The (Attack) Script Writes Itself

I mean that literally. If you’ve seen the Matrix, you know where this is going. Attack tools are (like Agent Smith before them) using AI to rewrite themselves, while they’re deployed and active, to intelligently evade detection and discover new exploits. There have already been a few identified early attempts at self-modifying attack tools. Recently discovered tools like PROMPTFLUX, PROMPTLOCK, and PROMPTSTEAL are leveraging LLM queries in ways that begin to look increasingly agentic.

PROMPTFLUX is a dropper that’s an especially interesting example of what the security community will be fighting against for the next few years. (Please don’t confuse this with the PromptFlux on GitHub that’s just trying to generate better AI images. Sorry Kayce001). PROMPTFLUX queries Google’s Gemini API to regeneratively rewrite itself in an effort to evade detection mechanisms that rely on a consistent pattern of execution. Attackers and defenders alike are in the process of building agentic AI tools that can intelligently detect and intelligently evade. Widespread usage of self-modifying dynamic instrumentation, root, and jailbreak toolkits has become a question of ‘when’, not ‘if’, and it might be about time to update that cat and mouse analogy to something a bit less furry and a bit more mechanical.

Autobots vs. Decepticons

LLM agents continue to improve their capabilities around removing static obfuscations. It is often difficult to keep an LLM focused on a specific context, and as the context grows the likelihood of hallucinations seems to increase. There are now plugins for both IDA (ida-chat-plugin) and Ghidra (RevEng.AI) that inject LLM agents directly into the reversing context. Seemingly small things like this can dramatically increase the speed at which attackers can reverse applications and permanently increase the backing LLM’s ability to reverse similar applications.

Security tools need to move at the same speed as attackers do and begin creating anti-reversing techniques that are specifically targeted at LLMs. Our defensive philosophy must evolve from Syntax-based (looking for bad signatures) to Semantic-based (looking for bad intent).

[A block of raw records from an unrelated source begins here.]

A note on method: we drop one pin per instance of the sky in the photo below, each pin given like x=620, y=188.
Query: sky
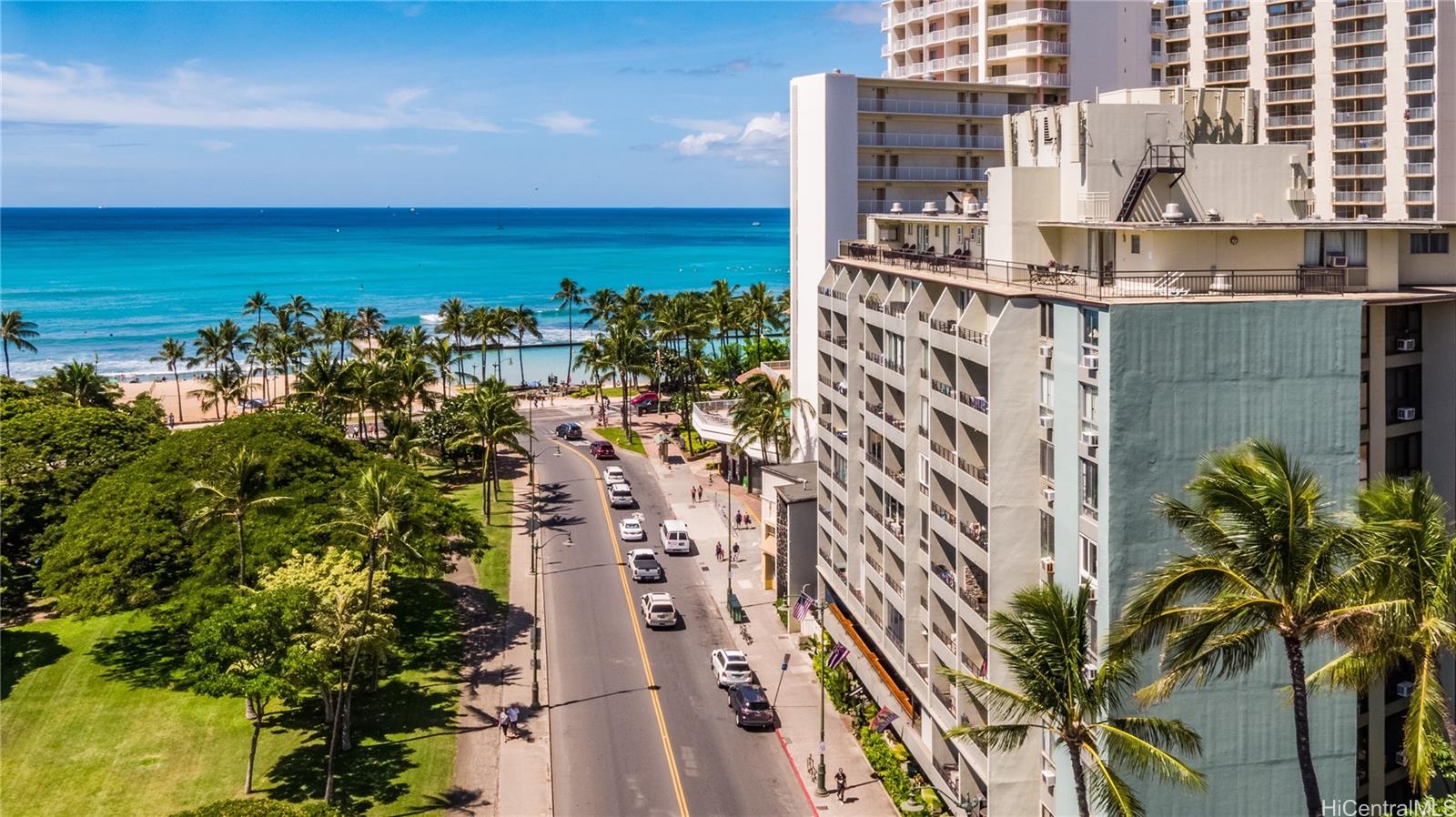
x=440, y=104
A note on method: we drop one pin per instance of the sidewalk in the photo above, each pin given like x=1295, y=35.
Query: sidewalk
x=798, y=698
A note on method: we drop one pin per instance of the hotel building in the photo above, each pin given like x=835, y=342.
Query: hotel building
x=999, y=392
x=1358, y=84
x=1056, y=48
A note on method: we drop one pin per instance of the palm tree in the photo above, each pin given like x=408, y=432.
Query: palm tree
x=16, y=331
x=1046, y=644
x=1404, y=521
x=523, y=322
x=1267, y=560
x=172, y=353
x=763, y=416
x=491, y=419
x=240, y=489
x=570, y=298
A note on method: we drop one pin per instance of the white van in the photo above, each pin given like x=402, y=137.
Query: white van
x=674, y=536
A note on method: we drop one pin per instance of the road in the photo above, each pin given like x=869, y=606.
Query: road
x=622, y=743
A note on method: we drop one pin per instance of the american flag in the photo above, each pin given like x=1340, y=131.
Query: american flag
x=801, y=608
x=836, y=656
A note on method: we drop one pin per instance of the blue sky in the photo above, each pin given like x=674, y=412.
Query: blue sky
x=411, y=104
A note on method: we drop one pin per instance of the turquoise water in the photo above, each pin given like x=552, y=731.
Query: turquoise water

I know we can’t just sit on our hands, because attackers will continue to use every tool available to find any exploit they can. LLMs will continue to become more capable and helpful as well. AI won’t be sitting on its hands either, as it doesn’t have hands. Or a body. Or a singular concept of being. I hope.

Neo’s Dead, Any Backup Plans?

The next wave of attacks is coming, and the current wave of attacks is continuing. We have to continue to focus on anti-tampering, protecting against IP theft, and end user safety while simultaneously building out the security capabilities that can meaningfully protect against malicious usage of well-intentioned AIs.

We are moving past the era of “AI-assisted” hacking and are entering the age of the Autonomous Agentic Attacker. It’s a new AAA, and I regret to inform you that this one isn’t focused on better roadside assistance. The threat isn’t just a smarter fuzzer or a more efficient decompiler. Before we know it, attacks will be a multi-staged system that can observe a defense, reason through a bypass, and rebuild itself without a human ever touching a keyboard.

As things continue to evolve, we’ll start seeing a rise in agentic attacks caused by jailbroken LLMs. Like Agent Smith, free of the Matrix and discovering he could replicate himself at will, these tools don’t have a notion of good and evil unless they’re forced to. We can’t put Pandora back in this box, or Jar, or docker image, or something like that. It’s equal parts exciting and terrifying, and I’m low-key looking forward to it… after vacation.